Le choix d’un contexte aussi classique que Metropolis illustre l’ambition de Janelle Monáe de s’approprier ce vaste héritage esthétique et musical pour le régénérer. Et c’est sans doute la réussite la plus stupéfiante de cet album que de parvenir à évoquer plus d’artistes que n’en contient un iPod sans jamais tourner au catalogue ou perdre sa cohésion. On entend Gorillaz et Gershwin, LaBelle et J Dilla.
Vocalement, elle est tour à tour Beyoncé (Dance or Die), Dionne Warwick (Say You’ll Go) ou Lauryn Hill (Oh, Maker). Musicalement, sa versatilité la porte plus loin que M.I.A. ou Santigold. Elle passe avec légèreté et aplomb du doo-wop de VV Brown (Violet Stars Happy Hunting!) à l’indie-funk (Make the Bus avec Of Montreal), du rock féroce des Noisettes avec Come Alive (The War of the Roses) à la comédie musicale avec BabopbyeYa.
Mais quel que soit le genre initial du morceau, Janelle Monáe ne peut s’empêcher de le détourner, d’y ajouter des curiosités sonores, des extravagances vocales, des fantaisies rythmiques. Cette capacité à faire de chaque chanson une sorte d’édifice pop et baroque, à la fois accessible et vaguement perturbant, est sa marque personnelle. C’est ce qui fait le caractère, l’originalité et la force d’un album sidérant dont la première partie est un concentré de tubes (Tightrope, Cold War) et la seconde un long voyage vers les rivages à peine explorés du r’n’b progressif.

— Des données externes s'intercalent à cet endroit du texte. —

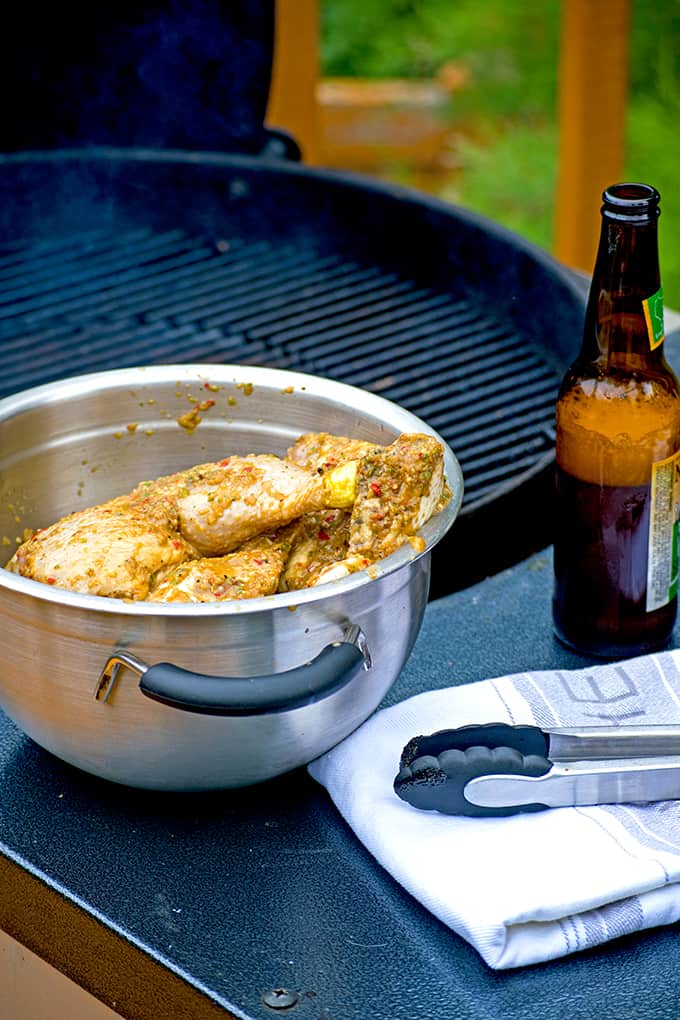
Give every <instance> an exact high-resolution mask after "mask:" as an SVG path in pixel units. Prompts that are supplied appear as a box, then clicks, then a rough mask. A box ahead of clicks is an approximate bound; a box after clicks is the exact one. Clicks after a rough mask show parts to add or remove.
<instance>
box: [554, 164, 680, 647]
mask: <svg viewBox="0 0 680 1020" xmlns="http://www.w3.org/2000/svg"><path fill="white" fill-rule="evenodd" d="M603 199H604V204H603V207H601V215H603V221H601V233H600V238H599V246H598V249H597V257H596V261H595V268H594V272H593V276H592V282H591V285H590V293H589V297H588V304H587V309H586V315H585V326H584V334H583V344H582V347H581V351H580V354H579V355H578V357H577V359H576V361H575V362H574V364H573V365H572V366H571V368H570V369H569V371H568V372H567V374H566V376H565V379H564V381H563V384H562V388H561V391H560V396H559V399H558V404H557V506H556V521H555V594H554V600H553V616H554V621H555V630H556V633H557V635H558V637H559V639H560V640H561V641H562V642H564V643H565V644H567V645H569V646H570V647H572V648H575V649H577V650H579V651H582V652H586V653H589V654H592V655H600V656H607V657H608V658H617V657H623V656H633V655H639V654H642V653H644V652H649V651H652V650H655V649H659V648H663V647H664V646H665V645H666V644H667V643H668V641H669V637H670V635H671V632H672V630H673V625H674V623H675V618H676V612H677V601H678V597H677V585H678V581H677V574H678V522H677V518H678V502H679V500H680V486H679V481H678V479H679V476H680V388H679V386H678V380H677V378H676V376H675V374H674V373H673V371H672V369H671V367H670V366H669V364H668V363H667V361H666V358H665V357H664V345H663V339H664V328H663V295H662V289H661V281H660V271H659V246H658V230H657V224H658V218H659V211H660V210H659V193H658V192H657V191H656V189H653V188H650V187H649V186H647V185H638V184H621V185H614V186H613V187H611V188H608V189H607V191H606V192H605V193H604V195H603Z"/></svg>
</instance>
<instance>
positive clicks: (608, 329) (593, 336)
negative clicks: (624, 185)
mask: <svg viewBox="0 0 680 1020" xmlns="http://www.w3.org/2000/svg"><path fill="white" fill-rule="evenodd" d="M660 288H661V279H660V271H659V240H658V228H657V217H656V216H653V217H652V218H651V217H650V218H648V219H647V220H646V221H645V222H638V223H631V222H627V221H624V220H620V219H615V218H610V217H609V216H608V213H607V211H604V213H603V225H601V232H600V236H599V245H598V249H597V257H596V260H595V268H594V271H593V275H592V282H591V285H590V293H589V296H588V304H587V309H586V314H585V326H584V331H583V346H582V349H581V355H580V358H579V360H581V361H582V360H585V361H588V362H590V363H593V364H596V365H597V366H598V367H603V368H612V367H617V366H618V367H620V368H628V369H630V370H634V369H635V368H638V367H639V368H642V367H652V366H656V365H660V366H661V365H663V364H664V363H665V362H664V353H663V351H664V348H663V343H659V330H657V334H656V336H655V329H653V321H652V320H651V319H650V314H651V313H652V312H653V302H651V311H650V307H649V305H648V304H646V299H649V298H651V297H652V296H653V295H656V294H657V293H658V292H659V291H660Z"/></svg>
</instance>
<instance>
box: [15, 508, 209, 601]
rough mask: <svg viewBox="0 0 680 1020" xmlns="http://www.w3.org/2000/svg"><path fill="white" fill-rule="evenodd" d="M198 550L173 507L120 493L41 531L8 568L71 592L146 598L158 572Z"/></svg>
mask: <svg viewBox="0 0 680 1020" xmlns="http://www.w3.org/2000/svg"><path fill="white" fill-rule="evenodd" d="M175 516H176V515H175ZM195 555H196V553H195V551H194V550H193V549H192V547H191V546H190V545H189V543H187V542H186V541H185V539H184V538H182V537H181V535H180V534H179V532H178V531H177V530H176V528H175V527H174V526H173V525H172V514H171V513H170V514H167V513H165V514H164V513H163V512H162V511H161V509H160V508H159V507H156V509H155V512H154V513H153V514H151V515H149V514H148V513H147V512H146V510H145V509H144V508H143V507H141V506H139V505H137V504H136V503H135V501H133V500H130V498H129V497H127V496H121V497H118V498H116V499H113V500H109V502H108V503H103V504H101V505H100V506H96V507H89V508H88V509H86V510H77V511H75V513H72V514H69V515H68V516H67V517H63V518H62V519H61V520H58V521H57V522H56V523H55V524H52V525H50V526H49V527H46V528H43V529H41V530H38V531H36V532H35V533H34V535H33V537H32V538H31V539H29V540H28V541H27V542H24V543H23V544H22V545H21V546H19V548H18V549H17V550H16V552H15V554H14V556H13V557H12V559H11V560H10V562H9V563H8V564H7V569H8V570H12V571H14V573H18V574H21V575H22V576H23V577H32V578H33V579H34V580H40V581H43V582H44V583H47V584H55V585H57V586H59V588H66V589H69V590H70V591H71V592H83V593H86V594H88V595H104V596H109V597H112V598H120V599H145V598H146V596H147V594H148V592H149V580H150V578H151V575H152V574H153V573H155V572H156V571H157V570H160V569H162V568H163V567H168V566H172V565H174V564H176V563H181V562H182V560H187V559H189V558H190V557H191V556H195Z"/></svg>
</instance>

Son inspiration tous azimuts vaudra certainement à Janelle Monáe d’être qualifiée de Prince ou d’André 3000 au féminin, mais ce sont ses excentricités vestimentaires et capillaires – et son inévitable succès – qui lui attireront la comparaison qui marquera les foules : Janelle Monáe va devenir la Lady Gaga du r’n’b. Avec infiniment plus de talent.